Tenn. Republicans oppose governor’s cable tax

On February 4, 2010, in News 2010, by Mark Norris

By Associated Press, TimesNews.net
February 4, 2010

NASHVILLE, Tenn. — Tennessee Republican legislative leaders said Thursday they’re opposed to Gov. Phil Bredesen’s proposal to tax cable TV to save some government jobs and pay for higher education.

The tax is part of a state revenue plan Bredesen says would generate about $50 million a year. He wants to earmark that money for higher education and to preserve 200 jobs among prosecutors, public defenders, probation officers and foresters.

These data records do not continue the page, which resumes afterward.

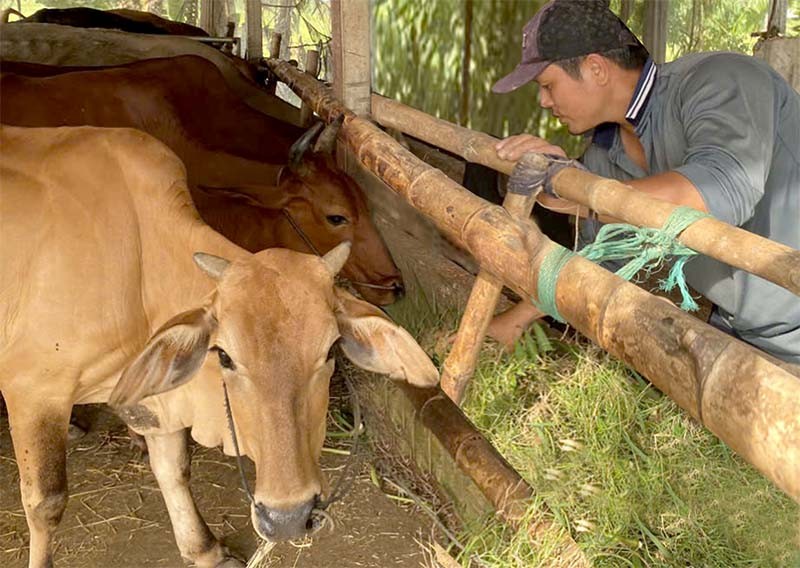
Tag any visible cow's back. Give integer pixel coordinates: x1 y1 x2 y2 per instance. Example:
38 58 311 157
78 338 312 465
0 126 197 398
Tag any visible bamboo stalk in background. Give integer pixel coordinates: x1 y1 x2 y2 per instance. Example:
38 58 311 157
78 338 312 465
372 95 800 296
267 60 800 502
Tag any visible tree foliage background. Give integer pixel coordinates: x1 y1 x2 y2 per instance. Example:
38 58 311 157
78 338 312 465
373 0 800 155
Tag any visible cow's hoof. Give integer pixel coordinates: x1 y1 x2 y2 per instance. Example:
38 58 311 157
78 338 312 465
67 422 88 442
215 556 245 568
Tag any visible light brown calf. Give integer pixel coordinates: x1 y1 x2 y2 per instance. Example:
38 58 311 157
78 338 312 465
0 127 438 568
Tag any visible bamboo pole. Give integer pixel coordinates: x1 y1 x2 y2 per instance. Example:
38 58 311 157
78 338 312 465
372 95 800 296
267 60 800 502
265 32 281 95
398 383 591 568
300 49 319 128
245 0 264 61
441 183 541 405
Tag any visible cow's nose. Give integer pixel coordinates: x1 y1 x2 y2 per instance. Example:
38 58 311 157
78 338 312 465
253 497 317 541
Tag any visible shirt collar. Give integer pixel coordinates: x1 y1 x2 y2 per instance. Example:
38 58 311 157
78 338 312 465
625 57 658 126
592 122 617 150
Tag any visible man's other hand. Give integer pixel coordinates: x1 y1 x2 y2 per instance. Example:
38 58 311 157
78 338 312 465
494 134 567 162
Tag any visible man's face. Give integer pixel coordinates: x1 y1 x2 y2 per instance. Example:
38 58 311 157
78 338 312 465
536 65 603 134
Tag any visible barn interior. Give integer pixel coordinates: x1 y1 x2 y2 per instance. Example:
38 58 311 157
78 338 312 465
0 0 800 568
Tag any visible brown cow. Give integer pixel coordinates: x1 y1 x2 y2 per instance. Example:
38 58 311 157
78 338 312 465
0 56 403 305
0 126 437 568
6 6 208 37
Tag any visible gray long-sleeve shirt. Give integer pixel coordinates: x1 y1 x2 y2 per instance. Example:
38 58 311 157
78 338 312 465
582 53 800 363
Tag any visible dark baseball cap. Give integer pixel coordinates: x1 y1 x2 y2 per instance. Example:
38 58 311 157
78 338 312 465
492 0 642 93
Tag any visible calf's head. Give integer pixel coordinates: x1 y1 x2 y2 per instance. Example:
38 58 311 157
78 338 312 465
201 122 405 305
109 243 438 540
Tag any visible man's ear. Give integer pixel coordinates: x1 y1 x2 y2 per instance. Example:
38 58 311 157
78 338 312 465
108 308 217 408
335 288 439 387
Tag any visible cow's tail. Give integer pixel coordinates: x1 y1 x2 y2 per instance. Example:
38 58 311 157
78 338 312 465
0 8 25 24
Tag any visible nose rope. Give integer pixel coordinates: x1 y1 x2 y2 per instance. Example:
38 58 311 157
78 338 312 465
222 377 361 532
281 208 397 290
317 376 361 510
222 379 259 508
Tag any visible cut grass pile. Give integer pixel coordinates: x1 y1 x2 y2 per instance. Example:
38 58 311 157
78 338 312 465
384 300 800 568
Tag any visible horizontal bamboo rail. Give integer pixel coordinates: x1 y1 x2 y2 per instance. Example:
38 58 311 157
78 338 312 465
372 95 800 296
268 60 800 502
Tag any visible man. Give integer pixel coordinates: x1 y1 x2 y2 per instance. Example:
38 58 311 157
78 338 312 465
489 0 800 364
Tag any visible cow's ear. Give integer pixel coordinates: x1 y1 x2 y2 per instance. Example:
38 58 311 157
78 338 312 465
108 308 217 408
335 288 439 387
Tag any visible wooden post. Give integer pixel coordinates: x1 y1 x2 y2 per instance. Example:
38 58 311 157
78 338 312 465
642 0 669 63
331 0 372 114
245 0 264 62
300 49 319 127
442 188 541 405
265 32 281 95
200 0 225 37
372 95 800 296
260 60 800 501
767 0 789 35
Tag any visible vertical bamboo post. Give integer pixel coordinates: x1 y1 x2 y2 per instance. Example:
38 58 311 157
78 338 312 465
245 0 264 61
300 49 319 128
266 32 281 95
441 182 540 406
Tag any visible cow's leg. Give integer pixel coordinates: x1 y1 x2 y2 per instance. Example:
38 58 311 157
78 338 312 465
3 392 71 568
145 430 244 568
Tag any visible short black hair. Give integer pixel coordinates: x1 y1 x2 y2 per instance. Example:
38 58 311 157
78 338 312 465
553 45 650 79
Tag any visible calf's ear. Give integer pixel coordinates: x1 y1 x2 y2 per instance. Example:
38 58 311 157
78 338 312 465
335 288 439 387
108 308 217 408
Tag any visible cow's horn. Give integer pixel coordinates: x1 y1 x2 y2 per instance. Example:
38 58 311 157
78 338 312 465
194 252 230 280
314 114 344 154
289 122 325 170
322 241 352 276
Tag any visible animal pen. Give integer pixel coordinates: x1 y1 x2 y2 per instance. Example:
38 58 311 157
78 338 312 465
0 0 800 566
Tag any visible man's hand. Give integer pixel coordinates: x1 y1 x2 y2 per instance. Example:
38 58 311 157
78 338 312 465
536 192 589 217
494 134 567 162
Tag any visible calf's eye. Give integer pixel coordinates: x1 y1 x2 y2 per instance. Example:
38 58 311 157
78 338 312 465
325 215 347 227
214 347 236 371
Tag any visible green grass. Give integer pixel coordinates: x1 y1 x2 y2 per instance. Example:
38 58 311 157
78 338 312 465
384 292 800 568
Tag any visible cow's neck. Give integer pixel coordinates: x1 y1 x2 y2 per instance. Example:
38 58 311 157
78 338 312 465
130 175 250 333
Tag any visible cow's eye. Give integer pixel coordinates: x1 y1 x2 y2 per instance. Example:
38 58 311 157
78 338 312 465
214 347 236 371
325 215 347 227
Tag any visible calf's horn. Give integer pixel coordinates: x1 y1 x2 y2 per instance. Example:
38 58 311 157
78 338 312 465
192 252 230 280
322 241 352 276
314 113 344 154
289 122 325 171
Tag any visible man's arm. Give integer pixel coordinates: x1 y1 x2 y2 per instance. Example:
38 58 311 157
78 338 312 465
537 168 708 223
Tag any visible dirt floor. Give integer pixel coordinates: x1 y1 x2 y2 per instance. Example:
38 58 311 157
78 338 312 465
0 390 444 568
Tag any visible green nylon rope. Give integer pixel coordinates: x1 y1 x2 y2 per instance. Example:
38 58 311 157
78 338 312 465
531 207 709 322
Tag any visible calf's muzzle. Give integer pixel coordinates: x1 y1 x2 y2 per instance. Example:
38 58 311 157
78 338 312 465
251 497 319 542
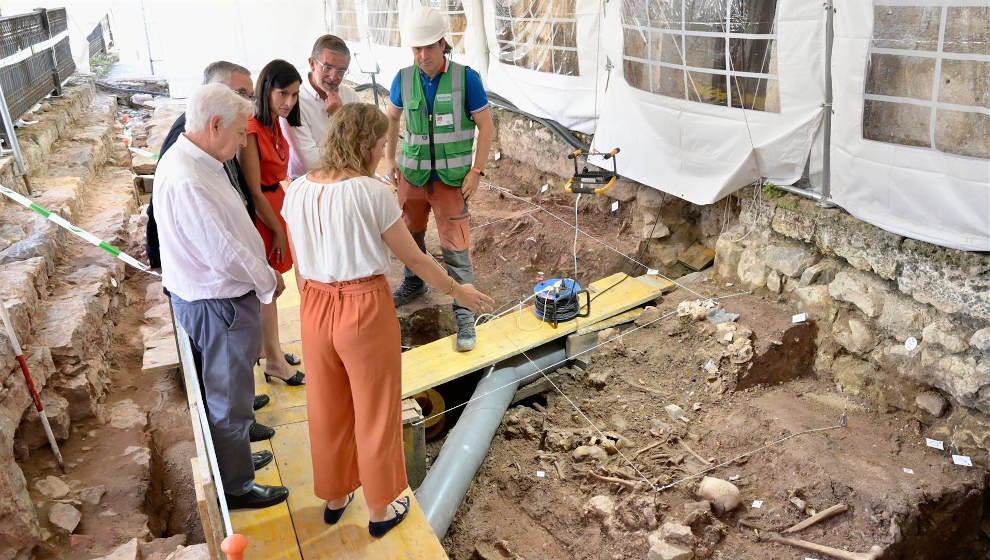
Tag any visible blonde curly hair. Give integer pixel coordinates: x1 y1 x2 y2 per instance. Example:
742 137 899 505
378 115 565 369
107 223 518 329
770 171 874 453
320 103 388 176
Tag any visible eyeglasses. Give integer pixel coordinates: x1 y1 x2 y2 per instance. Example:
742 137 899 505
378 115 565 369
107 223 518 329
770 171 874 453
313 58 347 74
234 88 255 103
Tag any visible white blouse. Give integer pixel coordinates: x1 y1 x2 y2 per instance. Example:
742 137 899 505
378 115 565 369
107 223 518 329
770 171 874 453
282 175 402 283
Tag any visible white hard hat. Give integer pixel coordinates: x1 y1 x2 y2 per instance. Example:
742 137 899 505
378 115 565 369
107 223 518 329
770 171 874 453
401 6 447 47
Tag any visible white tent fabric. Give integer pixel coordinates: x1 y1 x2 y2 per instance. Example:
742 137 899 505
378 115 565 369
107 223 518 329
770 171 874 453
99 0 990 251
592 2 824 204
484 0 604 134
340 0 488 99
832 0 990 251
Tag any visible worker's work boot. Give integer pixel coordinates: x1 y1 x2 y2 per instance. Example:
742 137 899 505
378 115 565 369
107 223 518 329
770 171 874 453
443 248 477 352
392 231 427 307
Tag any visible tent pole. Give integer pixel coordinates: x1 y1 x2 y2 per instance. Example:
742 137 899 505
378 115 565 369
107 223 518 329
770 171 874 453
817 0 835 208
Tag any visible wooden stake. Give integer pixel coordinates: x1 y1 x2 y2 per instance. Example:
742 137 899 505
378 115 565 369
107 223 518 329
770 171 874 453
783 504 849 534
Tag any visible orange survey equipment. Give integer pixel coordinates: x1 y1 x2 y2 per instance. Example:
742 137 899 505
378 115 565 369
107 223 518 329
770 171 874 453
564 148 619 194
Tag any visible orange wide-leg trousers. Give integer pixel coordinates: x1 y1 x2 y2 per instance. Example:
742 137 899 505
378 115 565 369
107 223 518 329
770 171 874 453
299 276 408 508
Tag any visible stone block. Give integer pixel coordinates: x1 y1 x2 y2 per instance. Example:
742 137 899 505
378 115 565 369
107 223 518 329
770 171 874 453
931 356 990 414
793 285 837 324
922 318 969 354
897 239 990 322
38 265 110 365
969 327 990 352
877 291 935 341
660 522 694 547
832 311 877 355
0 257 48 343
763 243 821 278
800 259 839 286
767 270 786 294
0 416 41 559
646 540 694 560
828 270 889 318
832 356 877 398
14 387 71 458
52 365 107 422
914 391 949 418
0 346 55 430
715 231 744 280
736 246 767 289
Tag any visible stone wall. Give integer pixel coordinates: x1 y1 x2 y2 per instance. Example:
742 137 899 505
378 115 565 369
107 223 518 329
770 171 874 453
490 110 990 468
715 188 990 467
489 105 740 276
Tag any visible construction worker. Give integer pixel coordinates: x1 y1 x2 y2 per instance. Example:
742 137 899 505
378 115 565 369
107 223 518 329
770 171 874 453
385 6 494 352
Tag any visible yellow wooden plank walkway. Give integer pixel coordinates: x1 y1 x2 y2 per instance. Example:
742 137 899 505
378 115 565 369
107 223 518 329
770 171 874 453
402 272 673 398
231 274 673 560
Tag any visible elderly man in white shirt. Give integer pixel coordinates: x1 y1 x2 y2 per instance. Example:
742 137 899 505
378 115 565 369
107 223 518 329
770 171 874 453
152 83 289 509
282 35 360 180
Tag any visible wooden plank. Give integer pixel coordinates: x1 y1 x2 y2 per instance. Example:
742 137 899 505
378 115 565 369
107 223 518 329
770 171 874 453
402 273 673 397
574 308 643 336
266 423 447 560
230 442 302 560
677 243 715 272
254 403 306 428
141 337 179 374
189 457 224 558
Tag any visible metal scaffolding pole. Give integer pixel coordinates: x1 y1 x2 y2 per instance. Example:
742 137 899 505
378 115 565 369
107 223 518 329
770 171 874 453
818 0 835 208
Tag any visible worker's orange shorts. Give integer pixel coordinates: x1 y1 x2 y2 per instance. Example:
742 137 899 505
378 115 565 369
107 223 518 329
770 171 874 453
399 173 471 251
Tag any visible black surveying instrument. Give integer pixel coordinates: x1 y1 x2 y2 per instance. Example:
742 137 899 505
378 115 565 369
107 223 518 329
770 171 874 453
564 148 619 194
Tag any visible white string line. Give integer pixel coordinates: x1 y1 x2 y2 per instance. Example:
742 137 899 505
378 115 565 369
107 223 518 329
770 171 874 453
651 412 847 492
483 182 712 300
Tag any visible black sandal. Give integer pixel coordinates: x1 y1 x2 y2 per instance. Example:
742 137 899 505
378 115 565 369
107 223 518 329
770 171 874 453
265 370 306 387
323 492 354 525
368 496 409 539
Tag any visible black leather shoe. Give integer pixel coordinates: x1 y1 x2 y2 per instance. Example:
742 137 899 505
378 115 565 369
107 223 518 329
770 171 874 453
253 395 272 410
368 496 409 539
251 449 275 471
248 422 275 441
226 484 289 509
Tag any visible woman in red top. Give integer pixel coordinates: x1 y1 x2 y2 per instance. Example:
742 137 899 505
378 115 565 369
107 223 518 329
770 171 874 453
240 60 305 385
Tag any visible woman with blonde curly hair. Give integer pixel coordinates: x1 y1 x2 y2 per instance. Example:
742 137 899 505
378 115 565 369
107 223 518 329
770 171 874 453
282 103 494 537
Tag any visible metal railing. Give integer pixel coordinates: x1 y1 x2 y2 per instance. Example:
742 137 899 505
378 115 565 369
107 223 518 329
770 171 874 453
86 16 113 58
0 8 76 179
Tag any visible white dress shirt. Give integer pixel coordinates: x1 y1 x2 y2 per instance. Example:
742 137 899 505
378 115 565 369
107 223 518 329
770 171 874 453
280 76 361 179
152 134 276 303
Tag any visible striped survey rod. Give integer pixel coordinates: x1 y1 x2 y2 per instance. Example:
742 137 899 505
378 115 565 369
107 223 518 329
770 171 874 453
0 296 65 472
0 185 161 276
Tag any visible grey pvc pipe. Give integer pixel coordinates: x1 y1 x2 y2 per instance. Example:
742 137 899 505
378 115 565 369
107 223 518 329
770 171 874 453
416 343 567 539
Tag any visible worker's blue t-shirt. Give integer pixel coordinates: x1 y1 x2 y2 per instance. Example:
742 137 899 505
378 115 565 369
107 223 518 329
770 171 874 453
389 62 488 113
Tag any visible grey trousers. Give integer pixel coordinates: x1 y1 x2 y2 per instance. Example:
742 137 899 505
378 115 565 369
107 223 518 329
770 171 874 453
172 292 261 495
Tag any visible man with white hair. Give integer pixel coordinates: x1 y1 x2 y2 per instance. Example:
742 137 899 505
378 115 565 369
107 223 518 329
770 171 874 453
152 84 289 509
145 60 280 460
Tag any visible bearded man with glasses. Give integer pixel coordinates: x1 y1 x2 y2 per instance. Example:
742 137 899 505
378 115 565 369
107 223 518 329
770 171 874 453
282 35 360 180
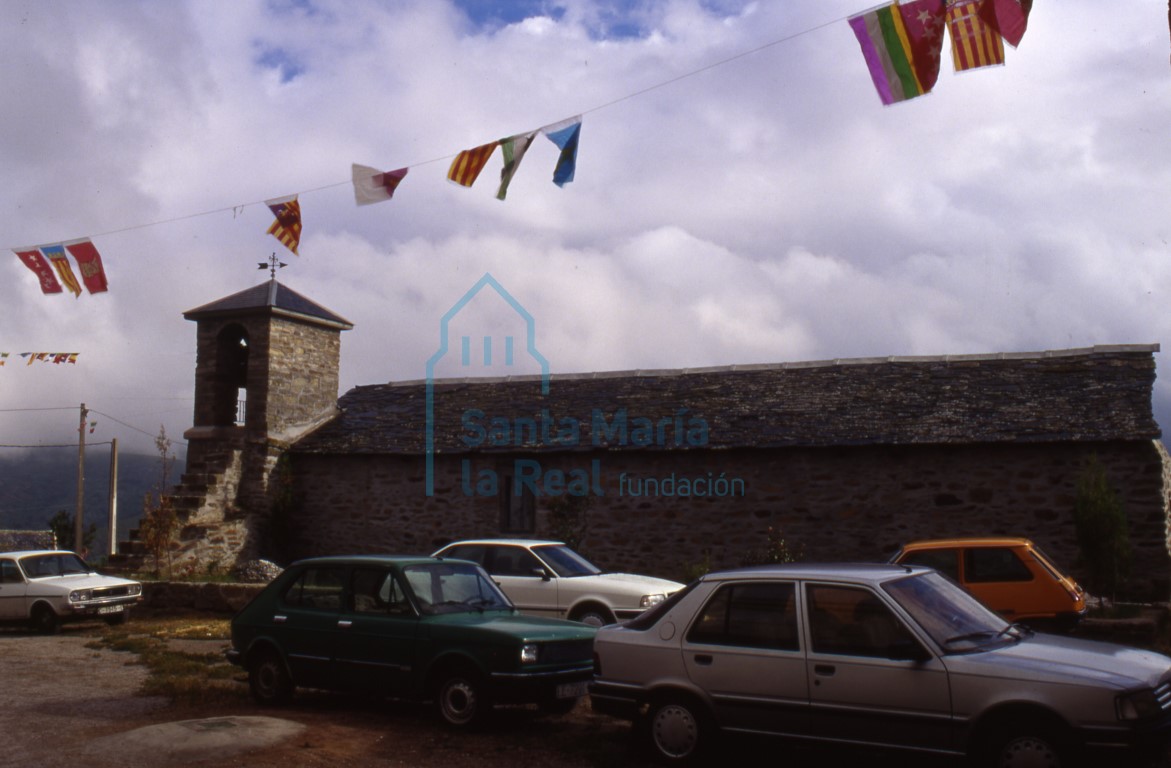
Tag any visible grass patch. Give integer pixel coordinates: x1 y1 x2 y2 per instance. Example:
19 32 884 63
87 616 247 707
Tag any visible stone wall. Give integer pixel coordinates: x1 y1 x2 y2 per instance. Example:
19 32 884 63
283 440 1171 599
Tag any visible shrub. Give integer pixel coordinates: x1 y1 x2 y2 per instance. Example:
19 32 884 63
1074 455 1130 599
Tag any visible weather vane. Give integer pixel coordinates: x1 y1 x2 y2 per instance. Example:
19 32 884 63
256 252 288 280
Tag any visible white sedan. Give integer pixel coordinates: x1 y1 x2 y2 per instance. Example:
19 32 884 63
434 539 683 626
0 550 143 633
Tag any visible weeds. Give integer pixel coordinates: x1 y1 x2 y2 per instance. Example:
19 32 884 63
87 616 247 707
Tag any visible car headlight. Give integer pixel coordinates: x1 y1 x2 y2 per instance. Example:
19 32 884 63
1115 691 1163 720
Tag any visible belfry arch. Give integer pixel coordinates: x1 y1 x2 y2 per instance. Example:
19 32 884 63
212 323 249 426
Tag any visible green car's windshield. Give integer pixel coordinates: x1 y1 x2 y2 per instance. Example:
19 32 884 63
883 571 1020 653
533 544 602 578
20 553 89 578
403 562 512 616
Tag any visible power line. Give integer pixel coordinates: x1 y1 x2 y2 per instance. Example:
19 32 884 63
4 8 849 251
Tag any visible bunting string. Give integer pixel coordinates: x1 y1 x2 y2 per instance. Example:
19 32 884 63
0 352 81 368
8 0 1044 276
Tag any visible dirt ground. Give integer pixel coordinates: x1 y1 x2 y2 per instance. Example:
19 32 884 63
0 628 650 768
0 626 952 768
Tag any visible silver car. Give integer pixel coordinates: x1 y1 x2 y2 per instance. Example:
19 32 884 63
433 539 683 626
590 564 1171 768
0 550 143 633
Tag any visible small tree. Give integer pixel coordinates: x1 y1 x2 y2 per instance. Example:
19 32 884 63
740 526 804 565
138 493 179 578
49 509 97 549
138 425 179 578
1074 455 1130 599
549 494 594 555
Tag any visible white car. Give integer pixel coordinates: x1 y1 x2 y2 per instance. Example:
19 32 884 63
590 563 1171 768
433 539 683 626
0 550 143 633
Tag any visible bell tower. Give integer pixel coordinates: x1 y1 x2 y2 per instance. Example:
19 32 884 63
171 275 354 567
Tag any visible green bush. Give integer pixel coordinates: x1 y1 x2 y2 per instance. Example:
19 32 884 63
1074 455 1130 599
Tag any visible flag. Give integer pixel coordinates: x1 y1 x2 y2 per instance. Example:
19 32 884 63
898 0 947 94
541 115 582 186
497 131 536 200
41 245 81 299
447 142 500 186
947 0 1005 71
64 238 109 294
13 248 61 294
351 163 408 205
980 0 1033 48
849 0 943 104
265 194 301 256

But Senate Speaker Ron Ramsey of Blountville and several other Republicans said in a press release that increasing Tennesseans’ cable bills is not the way to balance the budget.

Instead, Ramsey said, the state must reduce spending and encourage job creation.

Senate Majority Leader Mark Norris of Collierville said the budget should not be balanced “on the backs of the taxpayers.”

“The weakened economy means lawmakers must be vigilant to make sure that taxpayer dollars are spent in the most efficient and effective manner,” he said.

The Republican press release was issued Thursday afternoon, several hours after Republican House Speaker Kent Williams of Elizabethton told reporters that he didn’t expect the cable tax would pass.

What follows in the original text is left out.